I have extracted some data from PDFs and the way the PDF is structured, the extractor cannot recognize the two separate datapoints. How do I split this column into two separate ones? Example data:
10,570.00Installment
3,241.00 Final Premium Audit
556.00Refund: Final Audit
5,118.00Installment
5,596.00Transfer
5,756.00Installment
for the numbers try this…remaining would be the remaining string
System.Text.RegularExpressions.Regex.Matches(str,"[\d,.]+")
Use a loop and set type argument to System.Text.RegularExpressions.Regex.Match and use item.value to get each value
For getting second values
System.Text.RegularExpressions.Regex.Replace(str,"[\d,.]+","").Split({Environment.NewLine},StringSplitOptions.RemoveEmptyEntries)
This will give you array of remaining values
cheers
Hi
You can split it with this expression:
Regex.Split("10,570.00Installment","(?<=\d)(?= ?[A-Za-z])")
Regards,
Konrad
A typical work receip is like:
Use a regex as described by @Anil_G
Use the pattern within a regex.Replace and insert a delimeter char after the match e.g.
then feed this marked string to generate DataTable activity and configure the parsing (or use a LINQ against a prepared DataTable)
Outcome: Datatable with 2 cols
@ppr @Anil_G these fields are in a table that has other columns as well. Could you please attach a workflow so I can visualize this solution and mark it solved please?
If that is the case then add a column to the datatable.(Numbervalues columnname)
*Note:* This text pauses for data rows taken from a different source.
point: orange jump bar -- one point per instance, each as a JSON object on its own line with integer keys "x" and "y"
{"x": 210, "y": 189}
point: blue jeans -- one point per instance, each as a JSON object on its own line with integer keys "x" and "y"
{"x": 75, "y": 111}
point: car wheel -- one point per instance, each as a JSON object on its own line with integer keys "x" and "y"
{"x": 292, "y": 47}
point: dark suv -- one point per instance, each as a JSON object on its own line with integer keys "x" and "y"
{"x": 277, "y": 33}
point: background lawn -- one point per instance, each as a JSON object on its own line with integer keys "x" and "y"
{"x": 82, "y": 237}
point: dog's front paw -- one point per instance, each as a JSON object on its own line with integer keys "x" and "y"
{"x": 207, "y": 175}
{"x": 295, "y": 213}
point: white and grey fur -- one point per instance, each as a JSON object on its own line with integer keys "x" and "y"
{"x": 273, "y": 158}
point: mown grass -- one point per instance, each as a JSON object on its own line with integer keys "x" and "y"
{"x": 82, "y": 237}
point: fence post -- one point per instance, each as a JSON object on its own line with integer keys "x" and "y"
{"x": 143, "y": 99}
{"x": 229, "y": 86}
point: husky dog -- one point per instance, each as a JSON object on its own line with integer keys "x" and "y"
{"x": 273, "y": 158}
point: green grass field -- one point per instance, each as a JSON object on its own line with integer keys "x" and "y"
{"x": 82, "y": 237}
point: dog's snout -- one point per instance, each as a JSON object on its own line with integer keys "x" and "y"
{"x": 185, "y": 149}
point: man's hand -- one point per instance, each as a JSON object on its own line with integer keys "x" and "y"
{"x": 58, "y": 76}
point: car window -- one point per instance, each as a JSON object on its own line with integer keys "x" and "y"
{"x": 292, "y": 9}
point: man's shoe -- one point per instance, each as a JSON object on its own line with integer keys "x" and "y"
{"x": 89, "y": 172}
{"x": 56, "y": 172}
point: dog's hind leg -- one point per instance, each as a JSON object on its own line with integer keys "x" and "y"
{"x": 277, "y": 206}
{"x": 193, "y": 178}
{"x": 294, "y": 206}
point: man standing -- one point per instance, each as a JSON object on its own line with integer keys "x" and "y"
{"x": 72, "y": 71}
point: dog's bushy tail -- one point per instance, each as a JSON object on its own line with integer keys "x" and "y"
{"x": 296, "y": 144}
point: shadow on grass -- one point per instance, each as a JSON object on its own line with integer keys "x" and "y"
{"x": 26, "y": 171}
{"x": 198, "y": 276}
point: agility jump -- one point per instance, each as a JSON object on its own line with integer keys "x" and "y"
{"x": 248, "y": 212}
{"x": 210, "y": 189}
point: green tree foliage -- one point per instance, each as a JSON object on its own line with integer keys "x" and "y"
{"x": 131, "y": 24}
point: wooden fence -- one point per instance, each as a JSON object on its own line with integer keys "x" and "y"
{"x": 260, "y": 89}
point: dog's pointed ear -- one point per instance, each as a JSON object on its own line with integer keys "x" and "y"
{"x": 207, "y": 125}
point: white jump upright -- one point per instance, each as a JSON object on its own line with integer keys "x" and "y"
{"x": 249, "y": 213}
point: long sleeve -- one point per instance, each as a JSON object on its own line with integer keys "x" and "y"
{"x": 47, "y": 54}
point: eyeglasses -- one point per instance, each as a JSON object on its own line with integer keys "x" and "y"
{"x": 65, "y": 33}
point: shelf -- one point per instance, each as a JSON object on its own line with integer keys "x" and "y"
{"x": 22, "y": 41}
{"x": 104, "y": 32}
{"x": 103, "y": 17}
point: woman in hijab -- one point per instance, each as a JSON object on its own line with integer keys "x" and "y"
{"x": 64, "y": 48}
then use for each row in datatable…
inside for use two assigns
currentrow("Numbervalues columnname ") = System.Text.RegularExpressions.Regex.Match(currentrow("CombinedColumnName").ToString,"[\d,.]+").Value
currentrow("CombinedColumnName") = System.Text.RegularExpressions.Regex.Replace(currentrow("Combinedcolumnname ").ToString,"[\d,.]+","")
First will give the number second will give the next part in another column
Hope this helps
Cheers
@Anil_G can you attach a sample workflow? I am having trouble. Thanks!
This topic was automatically closed 3 days after the last reply. New replies are no longer allowed.